Notesを今でも運用している企業の中で、徐々に限界が見え始めています。最も大きな問題は、Notes運用に携われる技術者が不足していっていることです。1990年代の導入から数えると20年以上Notesを運用している企業も多く、当時在籍していた技術者は退職または異動により、ほとんどが組織に在籍していません。

それに加えて、自社要件に合わせるためにカスタマイズを行い、独自に作り込んだシステムになっています。技術者が不在の上に、システムがブラックボックス化しては、運用効率は当然下がります。

さらに、Notesに関するスキル獲得のメリットが薄れていることも問題の1つです。
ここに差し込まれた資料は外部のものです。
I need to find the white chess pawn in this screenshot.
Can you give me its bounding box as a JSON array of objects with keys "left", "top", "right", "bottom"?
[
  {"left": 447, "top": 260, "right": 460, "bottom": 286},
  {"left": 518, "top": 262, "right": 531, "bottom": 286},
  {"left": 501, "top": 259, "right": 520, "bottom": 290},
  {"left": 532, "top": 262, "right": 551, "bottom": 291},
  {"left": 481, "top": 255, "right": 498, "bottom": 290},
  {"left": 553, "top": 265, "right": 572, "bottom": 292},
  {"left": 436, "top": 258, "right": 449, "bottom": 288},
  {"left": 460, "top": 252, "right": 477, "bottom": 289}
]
ICT(情報通信技術)は次々に進化しており、新しい技術が生まれ続けていきます。結果的にNotes技術は置き去りになり、Notes技術者も不足することから運用を外部事業者に委託しなければいけないケースも多いでしょう。

以上の問題から、Notesの保守運用費用は増加の一途を辿っています。経済産業省は2025年の崖に警鐘を鳴らし、基幹システムを刷新しない限り企業や日本経済は大きな損失を受けると警戒感を強めています。Notesのように大規模な情報共有ツールも基幹システム同様に、刷新しなければ様々な損失を受ける可能性が高いでしょう。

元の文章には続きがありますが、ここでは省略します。